Torsion... D’emblée l’on sent la plus-value machiniste de l’univers sonore exploré par Delta Files. Cet album, c’est en tout cas l’impression véhiculée dès son intro, narre le lendemain de quelque chose. D’une guerre, d’une paix, allez savoir ? Mais en tout cas le calme sait prendre un sacré parfum de désolation (sur « Blues Patrol » ou « Indeniable evidence »). Parfois aussi le Tranquille se vêt d’absurdité, comme sur « El Mariachi toreador », ou de l’acid anti-riff de gratte électrique s’assujettit à un étrange “mid-no-tempo”.

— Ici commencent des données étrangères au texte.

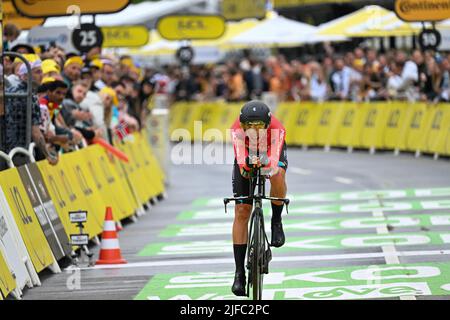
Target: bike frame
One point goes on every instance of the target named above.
(257, 237)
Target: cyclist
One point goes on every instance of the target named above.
(259, 142)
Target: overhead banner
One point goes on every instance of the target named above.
(52, 8)
(125, 36)
(422, 10)
(296, 3)
(238, 9)
(62, 36)
(12, 16)
(191, 27)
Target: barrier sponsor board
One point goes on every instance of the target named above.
(422, 10)
(13, 248)
(45, 219)
(26, 220)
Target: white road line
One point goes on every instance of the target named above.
(301, 171)
(390, 252)
(182, 262)
(343, 180)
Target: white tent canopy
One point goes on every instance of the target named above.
(277, 31)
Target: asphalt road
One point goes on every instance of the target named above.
(360, 226)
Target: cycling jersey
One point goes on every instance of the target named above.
(272, 145)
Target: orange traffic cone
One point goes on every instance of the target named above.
(110, 250)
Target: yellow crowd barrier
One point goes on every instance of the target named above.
(39, 195)
(7, 282)
(402, 126)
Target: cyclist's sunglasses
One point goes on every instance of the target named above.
(256, 125)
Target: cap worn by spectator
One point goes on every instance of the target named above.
(23, 48)
(33, 60)
(110, 92)
(49, 66)
(74, 59)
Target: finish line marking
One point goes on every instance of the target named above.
(182, 262)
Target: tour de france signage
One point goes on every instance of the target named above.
(422, 10)
(52, 8)
(191, 27)
(10, 15)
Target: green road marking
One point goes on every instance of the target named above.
(223, 228)
(302, 243)
(362, 207)
(346, 196)
(360, 282)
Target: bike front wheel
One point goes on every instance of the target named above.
(258, 248)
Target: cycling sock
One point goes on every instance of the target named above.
(240, 251)
(276, 212)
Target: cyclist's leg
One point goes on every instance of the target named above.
(278, 189)
(240, 229)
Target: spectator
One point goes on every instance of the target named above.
(16, 113)
(340, 80)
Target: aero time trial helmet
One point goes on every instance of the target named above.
(255, 114)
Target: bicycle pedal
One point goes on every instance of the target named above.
(267, 259)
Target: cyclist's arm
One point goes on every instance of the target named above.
(277, 137)
(240, 151)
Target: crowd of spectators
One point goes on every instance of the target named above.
(75, 99)
(358, 75)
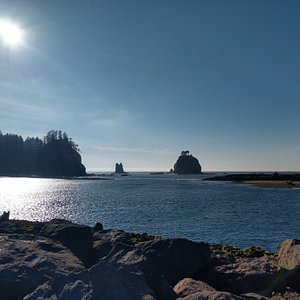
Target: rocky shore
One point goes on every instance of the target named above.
(62, 260)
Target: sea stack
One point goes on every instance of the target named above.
(187, 164)
(119, 168)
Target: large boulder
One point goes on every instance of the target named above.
(130, 256)
(289, 262)
(105, 240)
(211, 295)
(245, 275)
(27, 261)
(176, 258)
(104, 280)
(187, 164)
(188, 286)
(78, 238)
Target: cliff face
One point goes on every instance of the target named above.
(119, 168)
(56, 155)
(187, 164)
(58, 158)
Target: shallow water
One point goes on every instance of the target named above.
(167, 205)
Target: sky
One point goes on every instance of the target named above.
(139, 81)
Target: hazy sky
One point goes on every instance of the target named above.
(138, 81)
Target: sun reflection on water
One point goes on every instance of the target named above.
(24, 197)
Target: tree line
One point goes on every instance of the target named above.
(54, 155)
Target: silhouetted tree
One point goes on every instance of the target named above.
(55, 155)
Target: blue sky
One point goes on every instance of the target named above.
(138, 81)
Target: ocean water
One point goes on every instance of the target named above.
(165, 205)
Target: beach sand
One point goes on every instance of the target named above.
(273, 183)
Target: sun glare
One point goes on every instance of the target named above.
(11, 34)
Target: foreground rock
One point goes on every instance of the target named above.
(63, 260)
(177, 258)
(245, 275)
(103, 281)
(289, 262)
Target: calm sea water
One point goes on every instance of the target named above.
(166, 205)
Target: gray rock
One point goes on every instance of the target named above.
(189, 286)
(289, 262)
(78, 238)
(131, 256)
(26, 262)
(105, 280)
(212, 295)
(176, 258)
(253, 296)
(105, 240)
(245, 275)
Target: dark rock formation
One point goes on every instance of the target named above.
(211, 295)
(176, 258)
(187, 164)
(54, 156)
(244, 275)
(289, 262)
(104, 280)
(78, 238)
(188, 286)
(119, 168)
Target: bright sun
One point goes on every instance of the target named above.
(11, 34)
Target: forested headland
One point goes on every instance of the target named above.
(56, 155)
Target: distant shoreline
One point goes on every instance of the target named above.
(268, 180)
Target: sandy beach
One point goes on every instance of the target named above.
(274, 183)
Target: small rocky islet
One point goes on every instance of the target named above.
(59, 259)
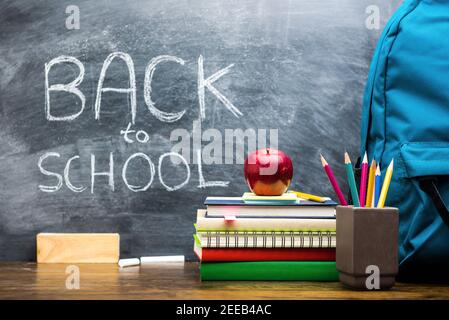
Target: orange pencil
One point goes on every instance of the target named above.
(371, 178)
(333, 181)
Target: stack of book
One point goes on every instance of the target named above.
(266, 238)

Quand ensuite les machines se réveillent (par une progression rigoureuse vers la tuerie, dans « the hallucinogenic toreador », « battlefield », et pire encore, « dr 4000hz »), il y a un rodage progressif de l’auditeur... L’automatisé se souligne d’abord de lui-même, comme par volonté de contraste avec les nappes - entre Seeknesz et chants de baleines - , histoire aussi de montrer que la “techno”, c’est parfois simplement la matérialisation de l’impossible, union cataclysmique entre quelques éléments aussi simples qu’éloignés. Une fois l’envol pris, la machine semble se teinter d'âme - nous en jette en belle illusionniste - , pour donner l’illustration d’un film de guerre futuriste ressenti par un coeur humain.
Au final, ce travail, au-delà de sa maîtrise sonore et mélodique assez époustouflante, se trouve marquée d’une idée de cruauté étrange. Il laisse planer le doute, l’ambiguïté, entre machine et émotion. C’est par là que cet album de Torsion est assez terrifiant, même si moins foncièrement “Dark” que les précédents enregistrement de la collection, Seeknesz ou The Psychonauts Alchemy. Chaque album de chez Reload Ambient semble ainsi être une des pierres d’un édifice incompréhensible, et particulièrement beau.